Formats that are inherently revisable include email, letter, SMS-text messaging, direct social messaging, and social posting. Other formats’ revisability levels will vary. Live chat often occurs on company websites, and many companies provide an option to obtain a copy of the conversation after it ends. Because live chat also implies immediate responses (i.e., high synchronicity), the parties have limited time to revise their messages during actual encoding. Video messaging with Snapchat grants both parties control over revisability (i.e., length of time the message is revisable), but a video sent through email entails greater revisability.

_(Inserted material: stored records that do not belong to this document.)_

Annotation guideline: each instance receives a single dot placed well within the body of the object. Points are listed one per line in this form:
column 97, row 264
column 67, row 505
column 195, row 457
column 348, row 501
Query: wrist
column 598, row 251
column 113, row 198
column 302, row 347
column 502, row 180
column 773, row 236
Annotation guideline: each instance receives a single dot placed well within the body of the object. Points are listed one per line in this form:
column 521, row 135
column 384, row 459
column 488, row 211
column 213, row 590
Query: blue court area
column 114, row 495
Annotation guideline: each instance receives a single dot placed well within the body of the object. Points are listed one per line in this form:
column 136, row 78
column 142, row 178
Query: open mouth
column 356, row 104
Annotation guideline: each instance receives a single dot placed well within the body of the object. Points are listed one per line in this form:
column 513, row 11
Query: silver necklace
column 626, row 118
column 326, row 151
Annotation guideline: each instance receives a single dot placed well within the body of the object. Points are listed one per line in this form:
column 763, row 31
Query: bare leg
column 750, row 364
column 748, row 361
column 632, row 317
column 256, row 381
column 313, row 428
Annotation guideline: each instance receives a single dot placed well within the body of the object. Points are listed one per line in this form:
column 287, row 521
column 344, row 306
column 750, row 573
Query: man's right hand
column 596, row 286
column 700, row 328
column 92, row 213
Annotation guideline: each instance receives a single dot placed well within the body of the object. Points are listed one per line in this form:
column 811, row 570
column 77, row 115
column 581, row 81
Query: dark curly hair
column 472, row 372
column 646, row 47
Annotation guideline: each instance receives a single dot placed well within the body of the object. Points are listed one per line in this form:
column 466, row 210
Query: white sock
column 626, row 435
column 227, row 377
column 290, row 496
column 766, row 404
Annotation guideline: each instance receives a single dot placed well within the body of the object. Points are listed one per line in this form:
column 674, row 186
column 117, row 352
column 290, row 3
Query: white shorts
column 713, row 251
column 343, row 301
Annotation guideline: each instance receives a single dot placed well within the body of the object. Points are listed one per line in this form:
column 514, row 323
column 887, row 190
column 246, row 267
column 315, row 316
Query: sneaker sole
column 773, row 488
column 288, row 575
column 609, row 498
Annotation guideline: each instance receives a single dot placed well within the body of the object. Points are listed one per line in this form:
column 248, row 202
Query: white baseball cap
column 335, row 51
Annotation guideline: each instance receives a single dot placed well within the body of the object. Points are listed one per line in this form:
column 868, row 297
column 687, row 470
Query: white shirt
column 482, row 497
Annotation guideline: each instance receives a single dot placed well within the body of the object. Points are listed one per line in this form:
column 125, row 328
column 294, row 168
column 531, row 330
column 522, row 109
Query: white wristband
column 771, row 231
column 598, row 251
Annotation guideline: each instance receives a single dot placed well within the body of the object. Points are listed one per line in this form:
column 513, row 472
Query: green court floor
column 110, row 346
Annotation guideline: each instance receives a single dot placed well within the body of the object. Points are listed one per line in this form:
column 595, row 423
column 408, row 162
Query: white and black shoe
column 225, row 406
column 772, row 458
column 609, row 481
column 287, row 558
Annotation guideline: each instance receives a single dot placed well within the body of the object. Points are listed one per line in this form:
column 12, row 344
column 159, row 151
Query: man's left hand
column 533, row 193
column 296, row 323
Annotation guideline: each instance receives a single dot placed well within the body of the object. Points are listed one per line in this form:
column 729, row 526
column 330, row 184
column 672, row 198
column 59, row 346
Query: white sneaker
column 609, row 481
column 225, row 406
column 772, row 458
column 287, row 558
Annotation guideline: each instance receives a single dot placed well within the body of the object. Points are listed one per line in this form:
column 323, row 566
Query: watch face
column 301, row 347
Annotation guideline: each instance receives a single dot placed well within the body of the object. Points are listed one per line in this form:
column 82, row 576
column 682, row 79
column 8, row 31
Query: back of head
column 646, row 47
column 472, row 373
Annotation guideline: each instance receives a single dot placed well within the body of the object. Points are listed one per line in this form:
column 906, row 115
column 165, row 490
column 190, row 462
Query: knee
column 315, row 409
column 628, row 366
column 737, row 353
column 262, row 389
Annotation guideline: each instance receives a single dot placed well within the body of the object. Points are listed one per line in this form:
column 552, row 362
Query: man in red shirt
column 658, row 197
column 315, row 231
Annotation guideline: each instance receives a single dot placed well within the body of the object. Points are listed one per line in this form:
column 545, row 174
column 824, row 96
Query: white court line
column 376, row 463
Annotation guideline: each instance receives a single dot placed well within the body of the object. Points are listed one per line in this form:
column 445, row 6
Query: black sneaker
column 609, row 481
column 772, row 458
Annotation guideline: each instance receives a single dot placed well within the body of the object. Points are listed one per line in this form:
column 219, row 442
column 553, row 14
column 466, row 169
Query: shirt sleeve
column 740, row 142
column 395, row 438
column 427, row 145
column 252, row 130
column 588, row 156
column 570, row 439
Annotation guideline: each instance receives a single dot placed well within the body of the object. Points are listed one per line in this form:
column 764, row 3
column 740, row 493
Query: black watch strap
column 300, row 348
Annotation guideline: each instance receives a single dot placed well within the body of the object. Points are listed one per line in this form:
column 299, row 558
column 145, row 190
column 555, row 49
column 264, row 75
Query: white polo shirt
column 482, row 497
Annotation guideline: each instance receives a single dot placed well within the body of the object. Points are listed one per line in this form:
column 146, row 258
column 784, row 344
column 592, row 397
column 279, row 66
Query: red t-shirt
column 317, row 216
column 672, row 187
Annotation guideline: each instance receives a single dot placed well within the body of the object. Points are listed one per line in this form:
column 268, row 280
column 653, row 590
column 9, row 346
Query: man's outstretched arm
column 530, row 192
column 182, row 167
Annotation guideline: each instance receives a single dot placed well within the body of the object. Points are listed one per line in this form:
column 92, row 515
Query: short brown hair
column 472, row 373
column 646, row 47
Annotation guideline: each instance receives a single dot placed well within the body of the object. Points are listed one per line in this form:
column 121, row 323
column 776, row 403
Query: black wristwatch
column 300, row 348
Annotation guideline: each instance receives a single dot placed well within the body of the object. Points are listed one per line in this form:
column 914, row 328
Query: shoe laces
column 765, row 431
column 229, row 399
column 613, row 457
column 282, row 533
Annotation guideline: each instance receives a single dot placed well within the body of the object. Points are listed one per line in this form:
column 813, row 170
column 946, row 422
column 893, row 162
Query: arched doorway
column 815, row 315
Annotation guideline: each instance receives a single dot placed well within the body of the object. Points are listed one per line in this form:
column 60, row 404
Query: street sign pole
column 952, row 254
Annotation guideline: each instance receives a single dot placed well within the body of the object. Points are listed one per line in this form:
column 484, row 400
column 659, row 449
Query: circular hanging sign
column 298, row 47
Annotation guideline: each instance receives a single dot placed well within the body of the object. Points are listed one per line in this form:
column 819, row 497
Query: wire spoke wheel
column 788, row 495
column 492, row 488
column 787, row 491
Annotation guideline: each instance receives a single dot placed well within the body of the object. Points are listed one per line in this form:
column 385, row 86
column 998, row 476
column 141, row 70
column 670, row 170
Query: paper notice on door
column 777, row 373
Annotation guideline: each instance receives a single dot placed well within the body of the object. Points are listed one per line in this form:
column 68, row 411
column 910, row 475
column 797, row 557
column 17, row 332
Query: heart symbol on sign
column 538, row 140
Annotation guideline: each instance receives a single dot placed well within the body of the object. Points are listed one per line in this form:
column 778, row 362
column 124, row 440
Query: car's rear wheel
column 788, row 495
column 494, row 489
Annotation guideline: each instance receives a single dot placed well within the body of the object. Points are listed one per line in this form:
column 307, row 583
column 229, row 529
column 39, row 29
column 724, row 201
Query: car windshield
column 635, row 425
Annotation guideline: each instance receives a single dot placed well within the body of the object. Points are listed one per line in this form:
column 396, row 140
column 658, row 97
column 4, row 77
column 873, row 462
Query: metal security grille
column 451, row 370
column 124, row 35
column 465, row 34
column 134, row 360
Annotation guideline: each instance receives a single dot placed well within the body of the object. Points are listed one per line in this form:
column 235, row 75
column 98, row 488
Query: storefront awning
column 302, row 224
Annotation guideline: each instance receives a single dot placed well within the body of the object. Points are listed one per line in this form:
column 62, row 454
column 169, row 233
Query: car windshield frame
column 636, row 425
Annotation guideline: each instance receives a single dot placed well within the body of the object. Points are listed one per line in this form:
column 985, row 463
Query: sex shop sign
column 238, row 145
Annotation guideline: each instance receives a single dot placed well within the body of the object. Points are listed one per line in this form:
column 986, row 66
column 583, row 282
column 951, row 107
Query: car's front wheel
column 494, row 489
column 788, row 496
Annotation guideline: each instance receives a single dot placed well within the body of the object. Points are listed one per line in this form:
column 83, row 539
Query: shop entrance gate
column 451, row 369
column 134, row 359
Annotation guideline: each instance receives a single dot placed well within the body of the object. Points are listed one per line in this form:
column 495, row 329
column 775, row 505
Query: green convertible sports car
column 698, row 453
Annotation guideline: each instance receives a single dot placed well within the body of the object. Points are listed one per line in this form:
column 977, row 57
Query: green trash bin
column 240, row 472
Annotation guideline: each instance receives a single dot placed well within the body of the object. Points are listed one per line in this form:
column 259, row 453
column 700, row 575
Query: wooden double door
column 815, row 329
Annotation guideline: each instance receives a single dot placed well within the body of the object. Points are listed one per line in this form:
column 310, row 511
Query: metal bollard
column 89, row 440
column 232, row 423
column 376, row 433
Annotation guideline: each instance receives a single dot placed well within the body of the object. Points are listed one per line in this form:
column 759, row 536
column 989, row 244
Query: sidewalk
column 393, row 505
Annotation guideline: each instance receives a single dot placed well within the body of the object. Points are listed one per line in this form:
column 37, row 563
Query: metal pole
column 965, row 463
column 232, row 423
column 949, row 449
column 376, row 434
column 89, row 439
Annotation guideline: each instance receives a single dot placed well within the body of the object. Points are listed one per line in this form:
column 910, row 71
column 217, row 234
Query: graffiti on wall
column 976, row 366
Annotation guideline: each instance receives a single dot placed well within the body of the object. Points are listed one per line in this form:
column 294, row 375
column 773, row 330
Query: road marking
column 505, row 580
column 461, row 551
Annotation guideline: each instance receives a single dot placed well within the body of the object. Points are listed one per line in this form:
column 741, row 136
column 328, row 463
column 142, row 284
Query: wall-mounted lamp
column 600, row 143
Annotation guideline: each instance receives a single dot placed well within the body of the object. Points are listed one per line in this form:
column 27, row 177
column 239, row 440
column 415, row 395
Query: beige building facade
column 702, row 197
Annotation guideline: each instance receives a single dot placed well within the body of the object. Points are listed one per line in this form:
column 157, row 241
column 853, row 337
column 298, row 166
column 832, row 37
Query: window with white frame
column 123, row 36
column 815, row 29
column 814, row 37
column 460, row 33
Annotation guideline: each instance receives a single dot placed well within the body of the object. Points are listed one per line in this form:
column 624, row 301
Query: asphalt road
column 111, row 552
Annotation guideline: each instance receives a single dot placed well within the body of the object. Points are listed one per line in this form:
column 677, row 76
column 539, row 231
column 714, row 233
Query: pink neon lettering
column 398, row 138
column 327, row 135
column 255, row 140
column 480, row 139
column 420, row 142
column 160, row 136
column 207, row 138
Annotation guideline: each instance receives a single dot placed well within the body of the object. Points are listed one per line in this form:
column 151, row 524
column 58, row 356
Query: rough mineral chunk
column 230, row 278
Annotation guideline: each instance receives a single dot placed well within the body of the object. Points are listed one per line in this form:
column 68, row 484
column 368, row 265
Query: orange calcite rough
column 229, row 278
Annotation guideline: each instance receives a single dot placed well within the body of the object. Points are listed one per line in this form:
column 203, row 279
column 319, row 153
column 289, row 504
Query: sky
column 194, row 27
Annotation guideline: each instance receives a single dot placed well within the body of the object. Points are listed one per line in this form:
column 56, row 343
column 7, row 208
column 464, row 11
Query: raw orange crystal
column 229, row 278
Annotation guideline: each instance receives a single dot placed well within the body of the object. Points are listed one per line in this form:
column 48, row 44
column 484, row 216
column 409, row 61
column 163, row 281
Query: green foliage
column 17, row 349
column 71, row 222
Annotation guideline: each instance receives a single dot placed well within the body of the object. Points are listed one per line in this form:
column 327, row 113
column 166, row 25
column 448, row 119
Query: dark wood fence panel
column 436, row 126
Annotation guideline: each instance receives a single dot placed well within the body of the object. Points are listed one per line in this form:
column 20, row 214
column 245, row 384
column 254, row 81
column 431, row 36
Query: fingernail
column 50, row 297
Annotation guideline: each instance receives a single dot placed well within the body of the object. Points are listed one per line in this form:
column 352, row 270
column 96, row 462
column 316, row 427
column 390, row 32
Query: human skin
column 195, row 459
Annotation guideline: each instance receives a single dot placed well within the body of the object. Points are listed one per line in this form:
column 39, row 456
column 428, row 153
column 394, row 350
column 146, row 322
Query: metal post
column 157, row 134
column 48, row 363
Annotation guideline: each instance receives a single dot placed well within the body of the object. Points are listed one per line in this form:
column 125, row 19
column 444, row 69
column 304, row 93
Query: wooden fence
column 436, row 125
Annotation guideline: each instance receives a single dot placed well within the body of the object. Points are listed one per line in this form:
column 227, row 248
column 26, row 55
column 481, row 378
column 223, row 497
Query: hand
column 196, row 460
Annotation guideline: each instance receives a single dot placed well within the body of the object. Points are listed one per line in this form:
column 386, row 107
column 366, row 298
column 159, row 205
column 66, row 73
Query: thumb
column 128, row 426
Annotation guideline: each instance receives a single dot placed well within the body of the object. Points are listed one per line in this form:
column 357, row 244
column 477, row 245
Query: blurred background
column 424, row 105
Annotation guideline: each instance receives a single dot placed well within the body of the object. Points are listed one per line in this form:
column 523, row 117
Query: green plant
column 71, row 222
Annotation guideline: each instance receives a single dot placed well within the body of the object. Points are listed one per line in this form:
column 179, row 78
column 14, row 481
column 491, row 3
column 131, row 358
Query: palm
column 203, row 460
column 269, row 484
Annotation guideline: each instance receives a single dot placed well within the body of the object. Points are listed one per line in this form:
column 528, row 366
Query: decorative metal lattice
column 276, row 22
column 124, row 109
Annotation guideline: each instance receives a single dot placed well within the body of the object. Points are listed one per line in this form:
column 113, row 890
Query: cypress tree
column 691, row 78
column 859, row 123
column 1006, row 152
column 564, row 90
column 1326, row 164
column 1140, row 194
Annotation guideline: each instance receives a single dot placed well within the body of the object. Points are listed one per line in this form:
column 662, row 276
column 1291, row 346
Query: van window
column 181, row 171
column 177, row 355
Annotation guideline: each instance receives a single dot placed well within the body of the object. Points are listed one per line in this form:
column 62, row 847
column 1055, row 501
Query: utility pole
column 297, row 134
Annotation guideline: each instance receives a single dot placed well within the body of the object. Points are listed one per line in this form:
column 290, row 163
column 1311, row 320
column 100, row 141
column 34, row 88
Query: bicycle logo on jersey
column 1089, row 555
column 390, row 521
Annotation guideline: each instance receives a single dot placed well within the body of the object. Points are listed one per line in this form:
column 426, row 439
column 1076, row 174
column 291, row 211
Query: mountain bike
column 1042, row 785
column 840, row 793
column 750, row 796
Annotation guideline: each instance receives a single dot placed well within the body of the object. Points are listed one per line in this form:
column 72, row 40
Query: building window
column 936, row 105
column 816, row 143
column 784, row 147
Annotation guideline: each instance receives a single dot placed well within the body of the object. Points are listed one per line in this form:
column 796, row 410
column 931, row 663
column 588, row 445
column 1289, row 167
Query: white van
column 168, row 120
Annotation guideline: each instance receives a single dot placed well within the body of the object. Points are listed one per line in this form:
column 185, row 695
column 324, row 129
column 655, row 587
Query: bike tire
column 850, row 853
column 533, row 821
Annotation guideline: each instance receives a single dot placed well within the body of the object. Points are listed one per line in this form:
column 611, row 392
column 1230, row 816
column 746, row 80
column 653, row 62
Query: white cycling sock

Decomposition insights: Toward a theory of multiformat communication

In our effort to address current theoretical gaps and summarize the insights we derived across communication theory, bilateral communication research, and the decomposition of communication formats, we propose formal propositions grouped into five overarching themes that serve as strategic guidelines (Table 4) and provide illustrative business case examples (Web Appendix). They can benefit both managers who design and implement multiformat communication strategies to enhance customer relationships and firm performance as well as scholars seeking to advance research in this domain.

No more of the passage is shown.